I give you life in the memory of one who no longer lives

Matt Shepard was not perfect, as his parents constantly had to point out to counter the martyrdom backlash, especially during the media frenzy in the weeks after his death. He did rash, foolish things to mask his fear and insecurity, usually to his own bemusement. He was a little skinny guy, 5’2", 105 pounds, size 7 shoe. But everyone who ever met him remembers his beaming smile and gregarious nature. He was a very likeable, winsome young man.

And he was strong, his character sound. Twice he was beaten up by straights who thought he was coming on to them. Once, on a summer holiday in Morocco before high school senior year, he was accosted and raped by a street gang. But he had the fortitude to report his humiliation to the police.

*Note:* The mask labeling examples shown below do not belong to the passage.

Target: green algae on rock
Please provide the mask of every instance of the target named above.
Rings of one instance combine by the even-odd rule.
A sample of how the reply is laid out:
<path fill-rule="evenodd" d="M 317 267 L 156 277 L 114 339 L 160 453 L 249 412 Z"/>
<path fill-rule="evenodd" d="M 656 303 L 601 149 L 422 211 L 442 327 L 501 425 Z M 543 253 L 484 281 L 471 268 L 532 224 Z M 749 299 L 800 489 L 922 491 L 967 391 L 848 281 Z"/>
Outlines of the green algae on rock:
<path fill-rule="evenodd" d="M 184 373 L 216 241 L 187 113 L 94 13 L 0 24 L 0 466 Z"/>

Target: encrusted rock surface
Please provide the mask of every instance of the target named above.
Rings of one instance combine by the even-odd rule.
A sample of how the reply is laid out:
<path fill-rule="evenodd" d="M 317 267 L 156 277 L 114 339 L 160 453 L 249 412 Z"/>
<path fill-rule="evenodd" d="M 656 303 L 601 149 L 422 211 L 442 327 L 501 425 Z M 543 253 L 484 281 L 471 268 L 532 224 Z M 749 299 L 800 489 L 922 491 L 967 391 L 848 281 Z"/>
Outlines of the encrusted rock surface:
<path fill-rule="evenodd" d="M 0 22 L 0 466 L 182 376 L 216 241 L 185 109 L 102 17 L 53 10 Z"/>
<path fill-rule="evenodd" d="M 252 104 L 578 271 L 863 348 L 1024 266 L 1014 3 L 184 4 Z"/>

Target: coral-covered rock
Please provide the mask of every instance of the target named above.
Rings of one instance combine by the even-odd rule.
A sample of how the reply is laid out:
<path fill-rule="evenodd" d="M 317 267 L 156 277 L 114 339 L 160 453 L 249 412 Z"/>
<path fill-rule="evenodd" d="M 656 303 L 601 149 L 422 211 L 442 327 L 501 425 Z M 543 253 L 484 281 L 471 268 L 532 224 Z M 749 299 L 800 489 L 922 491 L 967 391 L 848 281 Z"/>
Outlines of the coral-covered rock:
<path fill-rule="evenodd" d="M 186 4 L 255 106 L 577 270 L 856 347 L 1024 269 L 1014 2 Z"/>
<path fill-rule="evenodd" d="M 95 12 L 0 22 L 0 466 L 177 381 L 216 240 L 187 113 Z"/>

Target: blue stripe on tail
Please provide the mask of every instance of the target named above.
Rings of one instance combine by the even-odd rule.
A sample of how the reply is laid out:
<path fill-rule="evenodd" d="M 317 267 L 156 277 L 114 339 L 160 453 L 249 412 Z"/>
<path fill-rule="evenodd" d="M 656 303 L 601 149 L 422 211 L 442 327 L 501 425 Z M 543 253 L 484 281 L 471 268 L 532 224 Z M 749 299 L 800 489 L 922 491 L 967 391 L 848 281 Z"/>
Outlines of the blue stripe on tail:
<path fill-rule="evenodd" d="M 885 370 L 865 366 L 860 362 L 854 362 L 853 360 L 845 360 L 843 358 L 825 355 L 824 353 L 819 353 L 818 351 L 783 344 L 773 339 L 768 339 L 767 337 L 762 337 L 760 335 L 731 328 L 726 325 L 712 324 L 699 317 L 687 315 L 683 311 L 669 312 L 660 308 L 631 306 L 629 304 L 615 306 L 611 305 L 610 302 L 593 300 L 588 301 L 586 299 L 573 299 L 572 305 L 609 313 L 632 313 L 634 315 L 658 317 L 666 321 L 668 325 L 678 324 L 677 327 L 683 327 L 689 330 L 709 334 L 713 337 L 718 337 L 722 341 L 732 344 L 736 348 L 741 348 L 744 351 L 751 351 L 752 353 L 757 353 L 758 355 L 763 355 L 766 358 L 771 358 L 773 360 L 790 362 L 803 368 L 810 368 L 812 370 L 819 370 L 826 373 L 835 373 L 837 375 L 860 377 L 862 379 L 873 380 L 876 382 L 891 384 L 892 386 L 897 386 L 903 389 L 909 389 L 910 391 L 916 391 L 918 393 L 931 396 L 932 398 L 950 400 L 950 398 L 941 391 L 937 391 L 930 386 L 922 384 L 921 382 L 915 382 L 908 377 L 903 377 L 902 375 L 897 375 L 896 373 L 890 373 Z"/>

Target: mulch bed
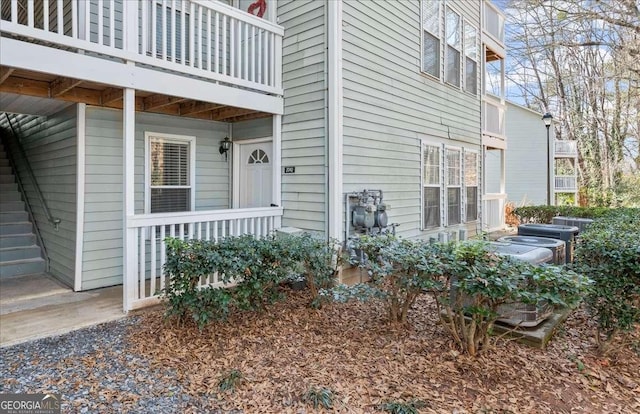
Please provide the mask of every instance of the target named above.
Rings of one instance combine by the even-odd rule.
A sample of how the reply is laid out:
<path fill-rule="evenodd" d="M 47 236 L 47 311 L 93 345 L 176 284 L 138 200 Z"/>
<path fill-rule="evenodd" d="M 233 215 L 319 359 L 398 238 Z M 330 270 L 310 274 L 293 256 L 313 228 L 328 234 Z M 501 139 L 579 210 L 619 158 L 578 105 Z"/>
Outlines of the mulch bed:
<path fill-rule="evenodd" d="M 640 349 L 599 358 L 594 325 L 574 312 L 546 350 L 501 340 L 478 358 L 460 354 L 422 297 L 411 326 L 390 330 L 376 303 L 309 308 L 306 292 L 264 313 L 234 315 L 199 331 L 147 311 L 128 333 L 129 354 L 171 373 L 192 412 L 322 412 L 302 396 L 334 393 L 333 412 L 381 412 L 389 401 L 420 400 L 422 413 L 640 412 Z M 636 332 L 640 340 L 640 332 Z M 638 341 L 636 341 L 638 344 Z M 231 370 L 242 381 L 220 391 Z"/>

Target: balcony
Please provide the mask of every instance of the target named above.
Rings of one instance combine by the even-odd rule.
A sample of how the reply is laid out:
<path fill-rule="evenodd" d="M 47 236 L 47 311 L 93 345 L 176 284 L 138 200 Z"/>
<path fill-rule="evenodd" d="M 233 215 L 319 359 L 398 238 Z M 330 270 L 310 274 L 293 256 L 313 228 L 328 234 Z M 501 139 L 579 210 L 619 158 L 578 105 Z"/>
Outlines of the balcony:
<path fill-rule="evenodd" d="M 505 16 L 489 0 L 485 0 L 483 11 L 482 43 L 486 45 L 487 61 L 504 59 L 506 55 L 504 44 Z"/>
<path fill-rule="evenodd" d="M 506 105 L 500 98 L 493 95 L 483 95 L 482 97 L 482 135 L 483 139 L 496 141 L 496 143 L 485 143 L 492 147 L 504 148 L 505 140 L 505 119 Z M 500 141 L 500 142 L 498 142 Z"/>
<path fill-rule="evenodd" d="M 108 72 L 113 62 L 128 62 L 262 94 L 283 94 L 284 29 L 217 1 L 12 0 L 1 3 L 0 15 L 2 37 L 94 57 L 97 72 Z"/>
<path fill-rule="evenodd" d="M 578 191 L 578 177 L 575 175 L 556 175 L 554 189 L 558 193 L 574 193 Z"/>
<path fill-rule="evenodd" d="M 554 156 L 556 158 L 577 158 L 578 142 L 556 140 L 553 144 Z"/>

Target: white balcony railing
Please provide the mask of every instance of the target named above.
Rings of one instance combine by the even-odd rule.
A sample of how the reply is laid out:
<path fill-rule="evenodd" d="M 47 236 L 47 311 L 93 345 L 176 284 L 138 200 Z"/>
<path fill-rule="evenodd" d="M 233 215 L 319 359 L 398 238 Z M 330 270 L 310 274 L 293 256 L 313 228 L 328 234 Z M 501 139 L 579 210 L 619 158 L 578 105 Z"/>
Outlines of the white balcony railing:
<path fill-rule="evenodd" d="M 506 194 L 485 194 L 482 196 L 482 230 L 492 232 L 504 229 L 504 207 L 507 201 Z"/>
<path fill-rule="evenodd" d="M 484 95 L 482 130 L 483 133 L 493 136 L 504 137 L 504 113 L 506 106 L 499 98 L 491 95 Z"/>
<path fill-rule="evenodd" d="M 246 208 L 135 215 L 128 220 L 127 232 L 133 233 L 136 265 L 125 275 L 125 310 L 158 302 L 160 291 L 169 283 L 163 268 L 166 263 L 166 237 L 182 240 L 218 241 L 227 236 L 251 234 L 267 236 L 280 227 L 282 207 Z M 209 275 L 201 285 L 222 286 L 217 275 Z"/>
<path fill-rule="evenodd" d="M 555 191 L 575 192 L 578 191 L 578 178 L 575 175 L 556 175 L 554 177 Z"/>
<path fill-rule="evenodd" d="M 504 22 L 504 14 L 490 1 L 485 1 L 484 30 L 500 44 L 504 44 Z"/>
<path fill-rule="evenodd" d="M 281 26 L 218 1 L 2 0 L 0 31 L 282 94 Z"/>
<path fill-rule="evenodd" d="M 577 141 L 556 140 L 553 145 L 554 145 L 554 154 L 556 157 L 575 158 L 578 156 Z"/>

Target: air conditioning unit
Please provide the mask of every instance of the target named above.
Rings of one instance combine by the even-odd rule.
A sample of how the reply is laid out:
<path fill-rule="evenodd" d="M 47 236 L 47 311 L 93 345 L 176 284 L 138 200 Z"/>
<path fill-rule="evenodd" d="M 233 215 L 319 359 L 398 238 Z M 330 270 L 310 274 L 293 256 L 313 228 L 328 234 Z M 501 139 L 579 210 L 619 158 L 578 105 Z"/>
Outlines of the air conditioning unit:
<path fill-rule="evenodd" d="M 562 226 L 574 226 L 577 227 L 579 233 L 582 233 L 586 230 L 589 224 L 593 223 L 591 219 L 579 218 L 579 217 L 563 217 L 558 216 L 554 217 L 551 221 L 553 224 L 559 224 Z"/>

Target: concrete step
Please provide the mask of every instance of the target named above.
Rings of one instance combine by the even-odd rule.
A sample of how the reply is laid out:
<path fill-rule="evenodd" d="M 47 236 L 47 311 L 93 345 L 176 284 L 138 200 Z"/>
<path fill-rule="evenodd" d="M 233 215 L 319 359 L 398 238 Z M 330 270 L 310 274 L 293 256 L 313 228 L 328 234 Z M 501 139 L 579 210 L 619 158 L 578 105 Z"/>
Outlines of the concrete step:
<path fill-rule="evenodd" d="M 31 246 L 34 244 L 36 244 L 36 235 L 33 233 L 0 235 L 0 249 Z"/>
<path fill-rule="evenodd" d="M 13 176 L 13 174 L 0 175 L 0 183 L 2 184 L 11 184 L 15 182 L 16 182 L 16 178 Z"/>
<path fill-rule="evenodd" d="M 0 201 L 0 212 L 25 211 L 24 201 L 4 201 L 4 196 L 5 194 L 2 195 L 3 201 Z"/>
<path fill-rule="evenodd" d="M 28 221 L 19 223 L 0 223 L 0 236 L 31 233 L 32 231 L 33 226 Z"/>
<path fill-rule="evenodd" d="M 31 246 L 7 247 L 0 249 L 0 263 L 13 260 L 35 259 L 42 257 L 40 246 L 35 244 Z"/>
<path fill-rule="evenodd" d="M 0 211 L 0 224 L 22 223 L 29 221 L 26 211 Z"/>
<path fill-rule="evenodd" d="M 45 263 L 41 257 L 0 262 L 0 278 L 43 273 L 44 270 Z"/>

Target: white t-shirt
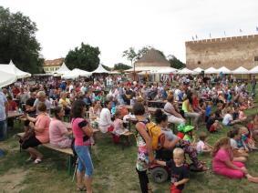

When he left the country, the local police were so impressed by this stalwart young American student that they gave him souvenirs. And lately, he had met an older man from Denver over the Internet. After weeks of lengthy correspondence in which they had gotten acquainted and secure with each other, Matt invited him to Laramie for their first weekend together. Brian was to arrive October 9. Matt was lying in the hospital unconscious that day, dying.

For 18 hours he was tied to the fence on that windy Wyoming high plain, under blazing stars, then unrelenting sun. He was bleeding to death, his head bashed in, suffering hypothermia during the near-freezing night, before Kreifels literally stumbled onto him. At the hospital, the doctors couldn’t operate because his head was so mangled. How he managed to hold on for as long as he did–until his parents arrived from Saudi Arabia to say their last goodbyes–is yet one more example of Matthew’s incredible will to live and his love for life.

Matthew Shepard’s story is first among equals of those who have suffered senseless torments because of sexual orientation. He means as much to the world as he does to the characters depicted onstage in The Laramie Project. He may never have craved the attention nor the notoriety from victimhood, but he has it now. He is our symbol of hope, as blazing as the canopy of stars over his broken body. And we will never forget.